As all recent flagship smartphones have been maxing out the scores on the Standard and Extreme tests, we will only be looking at the scores for Ice Storm Unlimited.

The HTC One M9 was slightly disappointing on this benchmark, as we expected it to surpass the Galaxy S6's Mali-T760 GPU like the G Flex 2 did. Nevertheless, benchmark performance was still quite good and it surpassed last year's HTC One M8 (which again, may already have been benefiting from benchmarking boosting).



For the better part of two years, HTC has been championing a technology called UltraPixels, with the idea that instead of piling on the megapixels, you have a camera module with bigger pixels and larger photosites, which somehow leads to better quality pictures. Convinced? Probably not, and we're not even sure HTC still believes in UltraPixels, as they've been given the backseat in this year's HTC One M9, relegated to the 4-megapixel front-facing camera. Instead, on the back of the M9, you'll find a regular 20.7-megapixel f/2.2 shooter. 

Moreover, last year's Duo camera is gone, which means those gimmicky effects like focus change and background sketch effects are gone. You still have a Bokeh mode as one of the camera options, but its more basic than last year's uFocus, and basically just blurs the background. It's a bit hit or miss; you can get some decent enough pictures, but it doesn't do a great job at determining the exact edges of the object/person you're shooting.

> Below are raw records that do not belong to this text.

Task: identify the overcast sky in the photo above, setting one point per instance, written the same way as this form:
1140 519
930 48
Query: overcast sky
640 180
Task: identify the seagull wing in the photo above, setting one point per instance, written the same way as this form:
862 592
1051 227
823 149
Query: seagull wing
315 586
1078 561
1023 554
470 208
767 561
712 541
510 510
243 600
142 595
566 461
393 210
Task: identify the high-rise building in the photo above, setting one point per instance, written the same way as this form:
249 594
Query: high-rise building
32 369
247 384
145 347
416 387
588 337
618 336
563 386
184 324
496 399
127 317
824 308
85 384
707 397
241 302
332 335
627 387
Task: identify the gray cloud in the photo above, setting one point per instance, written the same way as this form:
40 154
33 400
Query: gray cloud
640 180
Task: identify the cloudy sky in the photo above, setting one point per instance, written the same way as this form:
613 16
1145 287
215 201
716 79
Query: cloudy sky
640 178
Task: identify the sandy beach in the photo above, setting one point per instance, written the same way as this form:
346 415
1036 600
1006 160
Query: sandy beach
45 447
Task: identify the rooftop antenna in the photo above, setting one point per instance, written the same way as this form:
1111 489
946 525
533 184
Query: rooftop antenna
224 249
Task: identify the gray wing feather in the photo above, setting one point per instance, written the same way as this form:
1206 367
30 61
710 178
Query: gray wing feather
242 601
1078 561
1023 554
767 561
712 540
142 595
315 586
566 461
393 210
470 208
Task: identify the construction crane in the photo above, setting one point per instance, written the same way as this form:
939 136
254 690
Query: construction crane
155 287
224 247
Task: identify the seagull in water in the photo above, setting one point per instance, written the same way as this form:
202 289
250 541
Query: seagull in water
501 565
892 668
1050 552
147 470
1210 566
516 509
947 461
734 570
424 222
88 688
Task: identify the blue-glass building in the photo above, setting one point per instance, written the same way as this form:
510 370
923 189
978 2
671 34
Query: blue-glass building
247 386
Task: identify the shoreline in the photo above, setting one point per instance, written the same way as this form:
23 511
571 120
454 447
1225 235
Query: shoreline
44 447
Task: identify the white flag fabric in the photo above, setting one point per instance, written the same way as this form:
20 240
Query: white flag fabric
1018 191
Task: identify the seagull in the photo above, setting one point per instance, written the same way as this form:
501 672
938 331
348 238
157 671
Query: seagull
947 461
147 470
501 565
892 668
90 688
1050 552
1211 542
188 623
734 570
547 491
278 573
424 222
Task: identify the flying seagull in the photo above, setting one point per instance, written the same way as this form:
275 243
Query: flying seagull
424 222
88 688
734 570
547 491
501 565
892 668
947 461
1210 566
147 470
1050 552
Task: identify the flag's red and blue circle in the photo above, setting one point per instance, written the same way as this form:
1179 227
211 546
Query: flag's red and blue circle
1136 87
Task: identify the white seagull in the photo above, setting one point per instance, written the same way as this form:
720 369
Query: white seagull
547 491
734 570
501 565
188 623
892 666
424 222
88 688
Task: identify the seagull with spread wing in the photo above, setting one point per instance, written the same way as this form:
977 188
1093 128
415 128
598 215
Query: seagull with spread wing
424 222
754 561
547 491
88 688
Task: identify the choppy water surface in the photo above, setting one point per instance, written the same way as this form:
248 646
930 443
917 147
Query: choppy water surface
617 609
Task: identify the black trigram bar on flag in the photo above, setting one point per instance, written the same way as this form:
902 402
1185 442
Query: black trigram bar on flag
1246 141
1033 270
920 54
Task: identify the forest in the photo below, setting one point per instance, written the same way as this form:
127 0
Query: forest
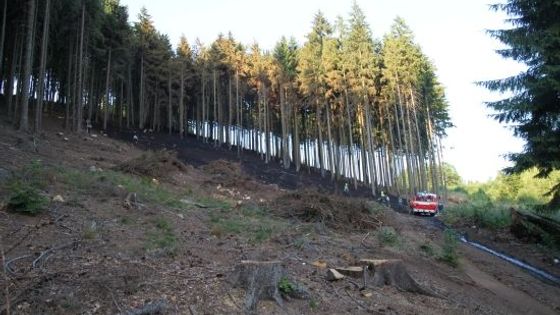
354 107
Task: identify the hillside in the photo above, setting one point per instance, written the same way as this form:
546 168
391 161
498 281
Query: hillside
127 230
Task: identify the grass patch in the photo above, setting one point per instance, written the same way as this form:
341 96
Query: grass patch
427 249
107 181
24 187
162 238
482 213
213 202
285 286
90 231
387 236
251 222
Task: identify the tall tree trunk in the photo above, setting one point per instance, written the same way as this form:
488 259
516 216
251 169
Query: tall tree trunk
130 99
3 37
68 100
9 89
43 64
215 107
79 104
91 102
169 106
181 102
350 140
320 140
421 158
296 145
230 113
121 103
330 142
239 131
107 96
24 119
141 109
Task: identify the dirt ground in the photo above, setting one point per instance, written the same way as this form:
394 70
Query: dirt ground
125 239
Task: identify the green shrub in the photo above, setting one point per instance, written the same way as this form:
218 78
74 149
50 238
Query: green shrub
479 213
25 199
285 286
163 237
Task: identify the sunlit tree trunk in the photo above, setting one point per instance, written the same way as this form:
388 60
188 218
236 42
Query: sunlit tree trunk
24 118
107 95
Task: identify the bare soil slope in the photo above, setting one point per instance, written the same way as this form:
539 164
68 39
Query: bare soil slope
168 238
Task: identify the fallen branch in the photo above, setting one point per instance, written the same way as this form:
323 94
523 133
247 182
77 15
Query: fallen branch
50 250
364 239
360 304
113 298
157 307
7 264
7 286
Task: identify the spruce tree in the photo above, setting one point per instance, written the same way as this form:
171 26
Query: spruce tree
534 107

Not too bad, but the top of Heavy's head is blurry and out of focus.

HTC's default camera mode is actually one of the better ones we've seen, and offers an easy to use interface for adjusting exposure, ISO and white balance. There's also a mode select that lets you pre-select a range of scene options, including a manual mode that lets you adjust shutter speed and focus. As with most smartphones, you can use the volume key as a shutter release, although you'll have to set it up to do so. If you prefer, you can also set volume up/down to control zoom in/out. The camera will do burst mode shots at up to 20 at a time, but it's ridiculously slow between shots.

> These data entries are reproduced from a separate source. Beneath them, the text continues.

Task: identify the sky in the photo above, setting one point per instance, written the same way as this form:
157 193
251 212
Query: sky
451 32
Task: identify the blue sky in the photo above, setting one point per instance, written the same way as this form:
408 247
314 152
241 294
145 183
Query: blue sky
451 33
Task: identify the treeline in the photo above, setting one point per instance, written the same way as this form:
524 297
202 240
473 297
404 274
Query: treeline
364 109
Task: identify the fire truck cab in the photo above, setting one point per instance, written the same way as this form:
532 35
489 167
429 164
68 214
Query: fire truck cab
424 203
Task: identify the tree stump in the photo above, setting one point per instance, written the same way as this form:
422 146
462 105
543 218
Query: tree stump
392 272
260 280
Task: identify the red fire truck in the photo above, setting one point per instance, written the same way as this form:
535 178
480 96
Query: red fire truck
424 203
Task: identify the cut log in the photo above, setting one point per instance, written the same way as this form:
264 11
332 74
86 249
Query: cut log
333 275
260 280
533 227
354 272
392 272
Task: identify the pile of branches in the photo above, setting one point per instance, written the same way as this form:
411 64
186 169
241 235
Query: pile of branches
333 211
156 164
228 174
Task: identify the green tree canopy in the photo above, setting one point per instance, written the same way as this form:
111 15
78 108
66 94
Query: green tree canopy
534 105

HTC's camera app has accessible and easy to use settings.

If you're keen on recording videos, the HTC One M9 can shoot in 4K, but it will only record for six minutes at a time.

Image quality on the M9 was fairly good and sharp throughout the image. However, we noted noise control was a tad aggressive, giving rise to splotchy areas as compared to another leading flagship smartphone like the Samsung Galaxy S6 that resolves this scene better.

Unfortunately, there's no optical image stabilization so it might take you a few attempts to get a non-blurry shot. We also noticed some slight barrel distortion at close-medium focal ranges (evident below).

Click for full-size image.


Battery Life

HTC has somehow managed to cram a larger capacity 2,840mAh battery into the One M9, up from 2,600mAh on the One M8. This makes it one of the largest around, which is pretty impressive considering its 5-inch display. As with previous versions of the HTC One, the battery is sealed and non-removable.

Our standard battery test for mobile phones includes the following parameters:

  • Looping a 800 x 480-pixel video with screen brightness and volume at 100%
  • Wi-Fi and Bluetooth connectivity turned on
  • Constant data streaming through email and Twitter

Disappointingly, despite the increase in battery capacity and the supposedly more efficient Snapdragon 810 processor, the M9 fared worse than last year's M8, lasting just short of eight hours. In fact, the only phone that performed worse here was the Samsung Galaxy S6, which has a QHD resolution display.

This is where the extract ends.